- Born: September 11, 1927
- Died: November 29, 2008 (aged 81) Jacksonville, Florida, US
- Occupation: Writer for The Miami Herald

= Al Burt =

Alvin Victor Burt (September 11, 1927 – November 29, 2008) was an author and longtime journalist at The Miami Herald in Florida. He served as a sports writer, news reporter, editor, editorial writer and columnist.

Burt reported from Washington to Latin America and the Caribbean and throughout Florida. Before working with The Miami Herald he had positions with the Atlanta Journal and the Jacksonville Journal. He was seriously wounded by "friendly fire" while covering the US invasion of the Dominican Republic in 1965.
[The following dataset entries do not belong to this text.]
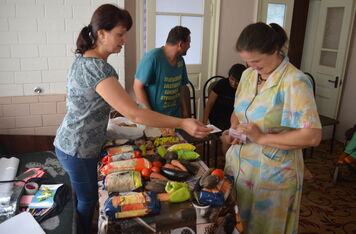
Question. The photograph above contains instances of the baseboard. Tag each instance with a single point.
(19, 144)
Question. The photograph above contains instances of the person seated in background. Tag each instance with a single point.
(162, 76)
(220, 102)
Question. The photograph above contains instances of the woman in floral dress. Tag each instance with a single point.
(275, 109)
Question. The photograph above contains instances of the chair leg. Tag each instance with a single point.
(207, 145)
(332, 139)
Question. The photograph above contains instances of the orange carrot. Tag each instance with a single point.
(176, 163)
(155, 175)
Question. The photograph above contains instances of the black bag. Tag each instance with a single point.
(62, 196)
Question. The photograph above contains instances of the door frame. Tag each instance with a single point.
(308, 57)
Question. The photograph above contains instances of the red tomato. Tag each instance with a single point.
(157, 164)
(145, 172)
(219, 173)
(156, 169)
(137, 154)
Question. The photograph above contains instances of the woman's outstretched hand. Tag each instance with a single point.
(195, 128)
(229, 140)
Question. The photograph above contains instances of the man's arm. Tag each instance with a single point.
(185, 101)
(140, 92)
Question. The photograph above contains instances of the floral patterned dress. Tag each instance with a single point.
(268, 181)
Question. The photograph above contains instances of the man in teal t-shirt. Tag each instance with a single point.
(162, 75)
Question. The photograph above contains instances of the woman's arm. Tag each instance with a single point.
(209, 105)
(295, 139)
(113, 93)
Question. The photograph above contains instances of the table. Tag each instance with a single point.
(173, 218)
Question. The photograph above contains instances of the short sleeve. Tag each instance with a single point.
(97, 70)
(145, 70)
(299, 107)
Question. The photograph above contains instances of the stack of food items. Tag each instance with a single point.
(138, 174)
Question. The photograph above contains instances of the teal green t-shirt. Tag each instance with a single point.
(162, 81)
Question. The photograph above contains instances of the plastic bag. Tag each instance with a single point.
(114, 131)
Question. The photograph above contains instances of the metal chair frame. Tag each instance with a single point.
(325, 121)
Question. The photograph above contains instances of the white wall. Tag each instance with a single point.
(37, 43)
(234, 16)
(347, 111)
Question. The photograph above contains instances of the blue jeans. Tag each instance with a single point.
(83, 176)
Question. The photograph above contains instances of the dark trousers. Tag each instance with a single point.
(83, 176)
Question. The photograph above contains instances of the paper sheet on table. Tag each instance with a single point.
(23, 223)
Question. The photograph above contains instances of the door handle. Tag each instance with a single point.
(336, 81)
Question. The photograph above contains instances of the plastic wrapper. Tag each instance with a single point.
(132, 205)
(114, 131)
(187, 154)
(181, 146)
(136, 164)
(122, 181)
(9, 204)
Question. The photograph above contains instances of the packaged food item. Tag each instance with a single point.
(181, 146)
(120, 149)
(122, 181)
(135, 164)
(132, 205)
(187, 154)
(168, 131)
(128, 152)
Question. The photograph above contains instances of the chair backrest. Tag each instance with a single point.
(310, 76)
(188, 96)
(208, 86)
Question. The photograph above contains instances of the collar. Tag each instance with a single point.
(275, 77)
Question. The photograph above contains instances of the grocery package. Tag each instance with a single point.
(132, 205)
(135, 164)
(122, 181)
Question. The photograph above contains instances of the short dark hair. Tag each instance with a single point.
(236, 71)
(262, 37)
(105, 17)
(177, 34)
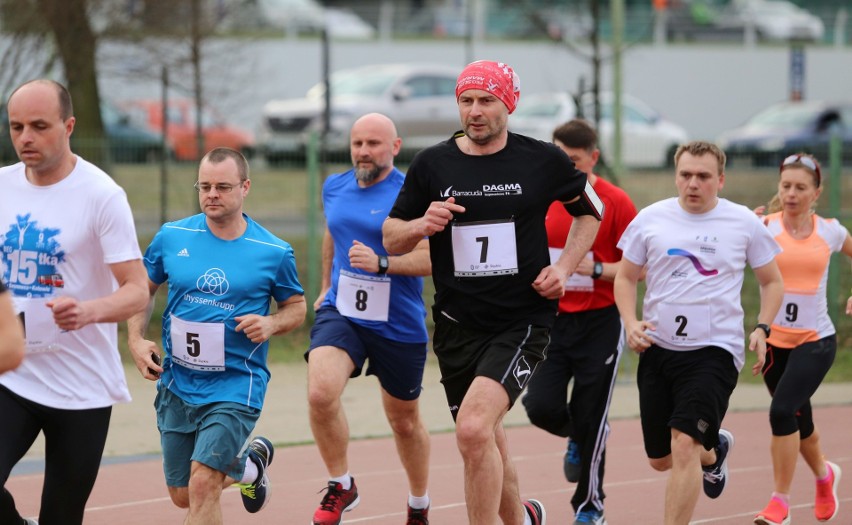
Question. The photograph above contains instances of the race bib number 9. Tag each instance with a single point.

For many years he wrote a back-page column for The Miami Herald Sunday magazine on interesting people and places around Florida that drew him quite a following. Floridian author David Nolan said he used to buy the Herald just to read Burt's column. Many of them were collected in book form as Becalmed in the Mullet Latitudes (1984), Al Burt's Florida (1997), and Tropic of Cracker (1999).

A scholar and advocate of the Florida cracker subculture, Burt was a longtime trustee of the Marjorie Kinnan Rawlings Society – an organization that celebrated the life and work of the Pulitzer Prize–winning novelist who gave the Crackers dignity in American literature. He lived for many years in the picturesque historic town of Melrose, Florida, until declining health dictated a move to the larger city of Jacksonville not long before his death.

==Education==
Burt graduated from the University of Florida College of Journalism and Communications in 1949. He wrote for the student newspaper Independent Florida Alligator when he was attending UF as an undergraduate. His extensive papers are in the Special Collections Department of the University of Florida's Smathers Library.